Chaque État membre applique une politique budgétaire différente, ce qui creuse les écarts en termes de hausse des prix. En Allemagne, le soutien de l’État représente plus de 7 % du PIB, contre seulement 1 % en Estonie. Alors que les prix de l’énergie ont diminué en Allemagne et en Espagne au mois d’octobre, la hausse des tarifs réglementés les a fait augmenter en Italie.

Ces disparités vont entraîner d’autres difficultés, notamment en matière de compétitivité de chaque État membre : la progression inégale de l’inflation d’un pays de la zone euro à l’autre va en effet être à l’origine de revalorisations salariales très variables.

L’Europe s’approche à son tour du pic inflationniste

Reste que tous les États membres espèrent, à l’instar des États-Unis, dépasser rapidement le pic de l’inflation. Selon Paolo Gentiloni, le commissaire européen aux Affaires économiques, ce pourrait être le cas d’ici la fin de l’année, même si le contexte géopolitique très instable incite à faire preuve de prudence.

Toutefois, plusieurs signaux semblent indiquer que l’Europe se dirige vers un reflux progressif de l’inflation.

Tout d’abord, le coût du baril de pétrole a diminué : il s’établit actuellement entre 80 et 100 dollars, contre 100 à 120 dollars aux mois de mars- avril. Le prix du gaz, bien que supérieur à la période précédant la guerre en Ukraine, n’est désormais plus à son plus haut niveau. Ce repli était plus qu’attendu, alors que la hausse des prix de l’énergie représente 40 % de l’inflation en zone euro, et qu’elle est responsable d’une perte cumulée de revenus de 3,3 % du PIB de l’Union européenne.

 

Par ailleurs, on observe sur les marchés internationaux un recul du prix des matières agricoles, qui devrait entraîner une baisse des prix de l’alimentation. De plus, l’actuelle baisse des prix à la production en Chine aura également une incidence favorable, dans les mois à venir, sur les indices des prix à la consommation aux États-Unis et dans la zone euro. Pour finir, la tendance est au retour à la normale des chaînes de valeur internationales, et l’augmentation des salaires est restée limitée dans la zone euro.

Si tout semble indiquer que l’Europe s’approche, comme les États-Unis, du pic inflationniste, la désinflation risque fort d’être plus lente de ce côté de l’Atlantique, en raison notamment des mesures mises en place par plusieurs États membres en faveur du pouvoir d’achat, qui ont pour effet de soutenir la demande.
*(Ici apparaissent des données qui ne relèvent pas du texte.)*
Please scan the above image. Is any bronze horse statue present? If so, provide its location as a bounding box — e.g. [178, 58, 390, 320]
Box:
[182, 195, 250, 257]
D’après de nombreux économistes, l’inflation pourrait repasser sous le seuil des 5 % à l’automne 2023, puis s’établir autour de 2 % en 2024.
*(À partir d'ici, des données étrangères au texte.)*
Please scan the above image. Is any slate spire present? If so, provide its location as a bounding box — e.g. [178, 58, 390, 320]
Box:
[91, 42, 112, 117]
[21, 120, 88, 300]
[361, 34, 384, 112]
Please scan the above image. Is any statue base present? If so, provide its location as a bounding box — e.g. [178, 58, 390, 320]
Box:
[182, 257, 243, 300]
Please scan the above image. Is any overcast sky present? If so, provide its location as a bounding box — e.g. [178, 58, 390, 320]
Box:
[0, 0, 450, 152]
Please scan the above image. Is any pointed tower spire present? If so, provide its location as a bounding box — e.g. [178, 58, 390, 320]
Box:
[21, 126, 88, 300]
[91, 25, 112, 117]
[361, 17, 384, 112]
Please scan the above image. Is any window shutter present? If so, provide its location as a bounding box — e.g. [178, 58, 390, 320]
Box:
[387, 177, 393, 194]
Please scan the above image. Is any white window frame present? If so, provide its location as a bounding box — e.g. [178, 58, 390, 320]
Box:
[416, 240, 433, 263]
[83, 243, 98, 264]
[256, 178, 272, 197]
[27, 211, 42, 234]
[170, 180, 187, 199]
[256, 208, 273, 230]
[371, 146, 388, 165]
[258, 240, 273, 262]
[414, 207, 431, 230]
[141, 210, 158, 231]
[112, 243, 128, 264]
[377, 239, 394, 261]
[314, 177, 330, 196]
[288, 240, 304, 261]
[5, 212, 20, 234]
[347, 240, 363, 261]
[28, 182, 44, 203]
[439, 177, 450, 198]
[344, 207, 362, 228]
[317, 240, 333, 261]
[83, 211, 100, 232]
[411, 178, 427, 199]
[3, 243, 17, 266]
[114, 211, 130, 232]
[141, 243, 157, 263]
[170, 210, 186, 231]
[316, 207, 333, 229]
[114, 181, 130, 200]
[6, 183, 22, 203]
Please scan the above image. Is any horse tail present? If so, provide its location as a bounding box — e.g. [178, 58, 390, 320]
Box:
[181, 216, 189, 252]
Cependant, si les économistes s’accordent sur une baisse des prix à la consommation à court terme, l’inflation risque selon eux à long terme de s’établir à un niveau plus élevé qu’avant la crise, à cause de la transition énergétique et du contexte géopolitique tendu. Cette situation pourrait s’avérer favorable pour certains pays, comme la France, qui auraient ainsi la possibilité de réduire progressivement leur dette publique.